Xianbo_Gao - Machine Learning Pathway

Xianbo_Gao · June 16, 2020, 10:01pm

My first self-assessment on 16.06.2020

What I Learned:
1. Technical area

Learn how to do web-scraping. Since I’ve never done web-scraping before, I need to learn it first and help people with different packages they are using.

2. Tools

3. Soft-skills

Leadership sills: how to organize and split tasks, communicate with people, give a meeting and make plans of what we should achieve in each week.

Three achievement highlights:

In coding, write a notebook of web crawling example and a notebook contains basic data analysis codes for beginners for tutorial purpose. Combine the codes of our group and generate the clean data for next step.
Teach people and help them with technical problems
Set up working environments including GitHub and slack.

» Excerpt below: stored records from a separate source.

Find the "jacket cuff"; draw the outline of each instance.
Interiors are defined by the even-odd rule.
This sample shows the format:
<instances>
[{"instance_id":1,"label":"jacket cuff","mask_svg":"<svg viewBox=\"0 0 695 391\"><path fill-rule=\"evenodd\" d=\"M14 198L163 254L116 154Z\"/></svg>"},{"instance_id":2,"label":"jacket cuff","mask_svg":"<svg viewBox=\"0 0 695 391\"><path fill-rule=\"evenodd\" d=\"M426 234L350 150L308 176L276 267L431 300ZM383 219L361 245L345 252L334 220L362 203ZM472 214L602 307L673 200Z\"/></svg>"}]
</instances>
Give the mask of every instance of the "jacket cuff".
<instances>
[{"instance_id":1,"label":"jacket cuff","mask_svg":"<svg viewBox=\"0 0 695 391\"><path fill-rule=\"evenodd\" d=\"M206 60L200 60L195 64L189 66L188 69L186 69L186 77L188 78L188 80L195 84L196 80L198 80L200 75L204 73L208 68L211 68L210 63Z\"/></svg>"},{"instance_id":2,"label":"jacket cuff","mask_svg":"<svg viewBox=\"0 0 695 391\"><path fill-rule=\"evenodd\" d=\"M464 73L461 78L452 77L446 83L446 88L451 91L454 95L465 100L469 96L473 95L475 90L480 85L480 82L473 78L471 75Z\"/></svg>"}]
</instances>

Meetings/training sections:

Tasks I did:

In coding, write a notebook of web crawling example and a notebook contains basic data analysis codes for beginners for tutorial purpose. Give a brief tutorial on how to do web-scraping and how to use GitHub. Write my own code of web scraping as well as combine all the participates’ codes into one notebook, choose best performance codes for the same task, try to keep everyone’s idea of data preprocess, fix the bugs, clean the codes and generate the data to a csv file including columns contains original data and pre-processed data with the combined codes.
Set up working environments including GitHub and slack
Give instructions in how to do tasks, and help people with technical problems such as coding, what package and method to use, GitHub and software installation.
Discuss with other leads and make plan each week, give a meeting and communicate with group members
Holding office hours 3-4 times per week to answer questions.

Goal for next week:

Xianbo_Gao · June 28, 2020, 6:56pm

My first self-assessment on 16.06.2020

What I Learned:
1. Technical area

2. Tools

3. Soft-skills

Leadership sills: how to organize and split tasks, communicate with people, give a meeting and make plans of what we should achieve in each week.

Three achievement highlights:

In coding, write a notebook of BERT example
Teach people and help them with technical problems, check their codes and give advice of how to improve and what’s the next step
give a lecture on BERT and make sure the attendance understand how to use BERT
Meetings/training sections:
Weekly Monday team meetings, team lead meetings
Weekly lead meetings (ML pathway)
Weekly other pathway meetings (UX, FS leads)
Webinars: webinars for text-classification

Tasks I did:

In coding, write a notebook of BERT example and uploaded to GitHub. Give a brief lecture on how to do BERT. Write my own code of BERT. Check everyone’s code and working on combining different methods together.
Give instructions in how to do tasks, and help people with technical problems such as coding, what ML tools to use, how to improve the model.
Discuss with other leads and make plan each week, give a meeting and communicate with group members
Holding office hours 3-4 times per week to answer questions.

Goal for next week:

Xianbo_Gao · July 26, 2020, 9:39am

My final assessment

What I Learned:
1. Technical area

2. Tools

3. Soft-skills

Leadership sills: how to organize and split tasks, communicate with people, give a meeting and negotiate with people to make decisions

Three achievement highlights:

Update the dataset with more information including content and stem in string format and increasing the size to 5000 samples
Reviewing others’ results and find out how to improve the accuracy such as using titles as input which work.
Prepare and give the presentation

Meetings/training sections:

Tasks I did:

I update the dataset with more information including content and stem in string format and increasing the size to 5000 samples. I also tried to combine tf-idf with BERT and used tf-idf for classification but the accuracy was worse than using BERT only. The result was highly biased and nearly all the prediction are the same. I go through others’ BERT codes and help them with coding. Of all the codes Bardon’s codes performs the best. I focused on his code and did some tests and I gave him 2 advices which helped him increase the accuracy to more than 60%.
Holding office hours 3-4 times per week to answer questions. Before the presentation week I also held extra office hours to help with BERT implementation.